Operationally, the neuron computes:

$$
z = (2.0 \cdot x_0) + (-1.0 \cdot x_1) + 0.5
$$

Because the output activation is `Identity`, the final output is:

$$
y = z
$$

So for this generated sample model:

$$
y = 2.0 \cdot x_0 - x_1 + 0.5
$$

## Conceptual schema of networks built by the library

Beyond the tiny sample model, the core dense path implemented by this crate is conceptually a feed-forward stack of dense layers:

```mermaid
flowchart LR
   I[Input vector x] --> L1[Dense Layer 1\nW1 x + b1\nActivation a1]
   L1 --> L2[Dense Layer 2\nW2 h1 + b2\nActivation a2]
   L2 --> L3[... Optional hidden layers ...]
   L3 --> O[Output layer\nWn h(n-1) + bn\nOutput activation]
```

Each dense layer is represented internally with:
- `input_size`
- `output_size`
- `weight_offset`
- `bias_offset`
- `activation`

Those descriptors are chained and validated before execution (`LayerPlan::validate`).

## Conceptual schema of model construction

The dense model creation flow is explicit and deterministic:

```mermaid
flowchart TD
   T[Topology\nexample: 2 -> 1 or 8 -> 16 -> 4] --> S[Build dense layer specs\ninput/output sizes + offsets + activations]
   P[Weights + Biases] --> S
   S --> V[Range/count validation\nweights_len and biases_len checks]
   V --> E[Encode binary model\nRMD1 header + layer metadata + tensors]
   E --> F[.rnn file payload]
   F --> D[Decode + validate at runtime]
   D --> R[Run inference with explicit scratch buffers]
```

Why this design:
- predictable memory behavior (no hidden runtime allocations in core path),
- strict structural checks before compute,
- straightforward interop with FFI consumers.

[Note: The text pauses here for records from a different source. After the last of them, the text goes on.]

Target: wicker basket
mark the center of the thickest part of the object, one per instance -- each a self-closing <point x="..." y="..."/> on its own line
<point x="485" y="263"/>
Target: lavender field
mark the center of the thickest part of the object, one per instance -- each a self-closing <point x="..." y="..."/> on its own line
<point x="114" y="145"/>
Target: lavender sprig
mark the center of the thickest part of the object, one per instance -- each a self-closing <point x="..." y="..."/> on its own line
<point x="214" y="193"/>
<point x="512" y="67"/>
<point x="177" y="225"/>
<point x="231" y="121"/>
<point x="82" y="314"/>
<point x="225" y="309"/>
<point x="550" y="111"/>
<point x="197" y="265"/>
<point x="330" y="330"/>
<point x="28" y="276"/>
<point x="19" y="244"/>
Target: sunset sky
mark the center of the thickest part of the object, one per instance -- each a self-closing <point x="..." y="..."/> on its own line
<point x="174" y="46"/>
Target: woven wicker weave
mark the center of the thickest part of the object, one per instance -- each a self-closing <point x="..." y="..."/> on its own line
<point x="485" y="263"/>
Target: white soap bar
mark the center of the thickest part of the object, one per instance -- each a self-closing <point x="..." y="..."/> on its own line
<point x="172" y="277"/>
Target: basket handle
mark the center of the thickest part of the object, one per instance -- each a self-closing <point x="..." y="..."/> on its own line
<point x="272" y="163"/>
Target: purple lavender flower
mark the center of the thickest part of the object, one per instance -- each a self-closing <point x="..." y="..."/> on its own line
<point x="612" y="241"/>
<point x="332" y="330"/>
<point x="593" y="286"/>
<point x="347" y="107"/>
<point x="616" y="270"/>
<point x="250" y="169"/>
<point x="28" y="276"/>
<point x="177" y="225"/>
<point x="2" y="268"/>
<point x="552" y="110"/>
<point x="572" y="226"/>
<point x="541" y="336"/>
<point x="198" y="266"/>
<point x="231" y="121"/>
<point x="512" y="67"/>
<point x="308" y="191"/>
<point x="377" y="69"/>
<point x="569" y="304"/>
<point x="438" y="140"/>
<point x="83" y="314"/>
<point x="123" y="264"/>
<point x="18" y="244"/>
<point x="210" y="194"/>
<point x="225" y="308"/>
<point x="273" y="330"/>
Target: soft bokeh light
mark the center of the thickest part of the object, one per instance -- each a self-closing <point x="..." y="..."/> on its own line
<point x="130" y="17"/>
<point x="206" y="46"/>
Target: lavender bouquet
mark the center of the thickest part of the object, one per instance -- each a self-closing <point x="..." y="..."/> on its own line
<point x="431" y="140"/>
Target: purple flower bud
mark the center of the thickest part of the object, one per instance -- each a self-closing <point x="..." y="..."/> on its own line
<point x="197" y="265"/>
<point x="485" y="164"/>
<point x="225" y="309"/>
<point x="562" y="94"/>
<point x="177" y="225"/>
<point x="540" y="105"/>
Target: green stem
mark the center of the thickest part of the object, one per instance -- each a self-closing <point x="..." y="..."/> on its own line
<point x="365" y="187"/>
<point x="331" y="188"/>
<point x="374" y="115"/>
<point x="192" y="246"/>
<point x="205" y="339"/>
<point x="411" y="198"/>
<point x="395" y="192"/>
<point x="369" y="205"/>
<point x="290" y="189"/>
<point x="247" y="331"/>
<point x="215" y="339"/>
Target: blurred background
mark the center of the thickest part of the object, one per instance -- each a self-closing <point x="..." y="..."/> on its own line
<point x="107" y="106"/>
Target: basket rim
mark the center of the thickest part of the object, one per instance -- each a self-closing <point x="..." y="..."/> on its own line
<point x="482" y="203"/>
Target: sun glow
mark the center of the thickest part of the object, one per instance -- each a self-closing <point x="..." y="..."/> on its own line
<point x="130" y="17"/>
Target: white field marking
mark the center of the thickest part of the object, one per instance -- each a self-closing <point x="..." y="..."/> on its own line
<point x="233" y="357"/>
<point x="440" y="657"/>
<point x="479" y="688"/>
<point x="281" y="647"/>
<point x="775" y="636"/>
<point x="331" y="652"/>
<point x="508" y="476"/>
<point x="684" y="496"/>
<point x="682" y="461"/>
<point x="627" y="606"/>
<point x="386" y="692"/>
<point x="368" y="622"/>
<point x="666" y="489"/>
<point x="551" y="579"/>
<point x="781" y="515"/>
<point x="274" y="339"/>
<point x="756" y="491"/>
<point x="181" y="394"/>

## How this network is created (exact pipeline)

### Step 1: Topology and parameters
- `topology = [2, 1]`
- user-provided `weights`, `biases`

### Step 2: Build layer specs
`build_dense_specs_from_layers` computes for each layer:
- `input_size`, `output_size`
- `weight_offset`, `bias_offset`
- activation choice (hidden vs output)

It also validates consistency with total weights/biases.

### Step 3: Encode binary payload
`encode_dense_model_v1` writes:
- magic/version/header
- layer metadata
- packed weights
- packed biases

### Step 4: Persist bytes
The example writes the result as a `.rnn` file.

### Step 5: Runtime consumption
At inference time:
- `rnn_required_dense_from_bytes_v1` inspects required counts
- `decode_dense_model_v1` reconstructs layer specs/parameters
- `forward_dense_plan` executes with caller scratch buffers

## Binary dense format (`RMD1`) details

Dense format helpers are in [src/model_format](src/model_format) and [src/rnn_api](src/rnn_api).

Key characteristics:
- Magic: `RMD1`
- Versioned header
- Layer metadata contains input/output sizes, offsets, activation id
- All critical ranges are validated before use
- Decode fails on truncation, bad version/magic, invalid offsets, or capacity mismatch

This gives a strict producer/consumer contract for dense models.

## RMD1 binary layout (concise spec)

Dense `RMD1` payload layout used by `model_format`:

- Header (20 bytes total):
   - `magic` (4 bytes): `RMD1`
   - `version` (u16)
   - `flags` (u16, currently reserved)
   - `layer_count` (u32)
   - `weights_len` (u32)
   - `biases_len` (u32)
- Layer metadata array (`layer_count` entries, 20 bytes each):
   - `input_size` (u32)
   - `output_size` (u32)
   - `weight_offset` (u32)
   - `bias_offset` (u32)
   - `activation` (u8)
   - `reserved` (3 bytes)
- Weights payload (`weights_len * 4` bytes, f32 little-endian)
- Biases payload (`biases_len * 4` bytes, f32 little-endian)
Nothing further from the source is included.